En réponse, l’hypothèse générale propose que l’architecture (à toutes les échelles) et les formes d’organisation sociale qu’elle suscite permettent d’apporter une réponse aux contradictions inhérentes à mode de vie, en s’appuyant sur un socle de procédures expérimentales.

Trois grands points interrogent le caractère alternatif de ces expériences.

Une économie pauvre : l’architecture entre références savantes et populaires.

Comment échapper aux modes de vie bourgeois et à l’architecture dominante qui les abrite, tout en adoptant ou en inventant des règles constructives répondant à une logique économique minimaliste ?

On a posé l’hypothèse que les réponses à ces contradictions sont des propositions alternatives. D’une part, elles font référence à des modèles savants (certains, eux-mêmes orientés vers la notion d’architecture expérimentale) ; d’autre part, elles empruntent à des stratégies de détournement, telles que l’auto-construction, le recyclage, la réinterprétation.

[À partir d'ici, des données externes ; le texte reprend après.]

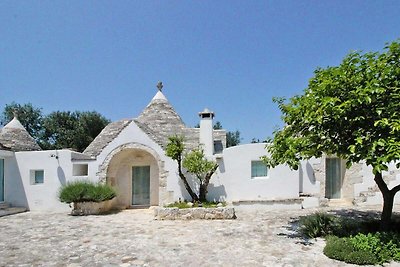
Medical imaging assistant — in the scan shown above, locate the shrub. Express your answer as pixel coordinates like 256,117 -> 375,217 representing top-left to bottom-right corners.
58,181 -> 116,203
324,236 -> 379,265
166,201 -> 226,209
324,232 -> 400,265
299,212 -> 338,238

Le rapport homme/nature : l’architecture entre archaïsme et technologie

Comment poser sur divers plans la recherche d’une vie meilleure — contrôle des impacts de l’activité humaine sur l’environnement, production de nourriture et d’objets — dans un nouveau rapport à la Nature, sans pour autant renoncer aux acquis de l’évolution sociale et technique, voire en y apportant des améliorations ?

L’hypothèse avancée est que les projets architecturaux élaborés sont en capacité d’apporter une réponse à cette contradiction en mobilisant simultanément des références archaïques et technologiques, dans une tentative de synthèse ; par ailleurs, ils font émerger des visions syncrétiques qui mettent en relation et font dialoguer des contradictions (faire avec des matériaux simples, naturels et/ou réutiliser des rebuts industriels, concilier l’ancien rêve virgilien avec une approche moderne et raisonnée des problématiques environnementales..

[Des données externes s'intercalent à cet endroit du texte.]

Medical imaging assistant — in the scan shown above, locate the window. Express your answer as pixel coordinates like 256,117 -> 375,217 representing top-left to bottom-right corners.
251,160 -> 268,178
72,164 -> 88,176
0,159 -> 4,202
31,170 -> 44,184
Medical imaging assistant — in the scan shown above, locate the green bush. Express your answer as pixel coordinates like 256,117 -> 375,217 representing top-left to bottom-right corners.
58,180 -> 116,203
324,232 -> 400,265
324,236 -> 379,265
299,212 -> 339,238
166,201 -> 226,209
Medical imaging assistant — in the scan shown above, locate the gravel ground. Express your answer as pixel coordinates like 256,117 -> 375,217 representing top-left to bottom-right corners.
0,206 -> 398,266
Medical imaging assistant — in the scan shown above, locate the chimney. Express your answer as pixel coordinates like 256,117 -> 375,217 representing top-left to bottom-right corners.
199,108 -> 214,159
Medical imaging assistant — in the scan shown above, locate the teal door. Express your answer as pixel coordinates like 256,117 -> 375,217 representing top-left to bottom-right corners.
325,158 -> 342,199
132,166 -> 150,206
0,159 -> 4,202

Le rêve communautaire : l’architecture entre « l’ordre et l’aventure ».

Interroger le rêve communautaire — valeurs de partage égalitaire, nouvelles règles sociales, valeur d’exemple —induit d’inventer une voie pour construire une architecture, mais aussi l’espace collectif d’une cité. Comment projeter un rapport au territoire (lieux habités, lieux de production, espaces « naturels ») dont les formes supportent et symbolisent un laboratoire social, soit un dispositif non stable, en perpétuelle évolution ?

Nous avons fait l’hypothèse que ce type de projet architectural relève de l’expérimentation. En rupture avec les protocoles opérationnels les plus établis, il se développe comme un work in progress, proposant des règles et des degrés de liberté évolutifs. Enfin, cette typologie de projet architectural interroge une capacité à « soutenir », dans l’espace et dans le temps, l’idéologie du projet social sur un prisme large qui est loin d’être maîtrisable (de la disparition à la gentrification).

 

C. Des études de cas historiques identifiées

Parmi les communautés qui se créent dans les années 1960, 1970, 1980, trois avaient été retenues, chacune pouvant représenter une décennie et ayant un projet socio-architectural spécifique.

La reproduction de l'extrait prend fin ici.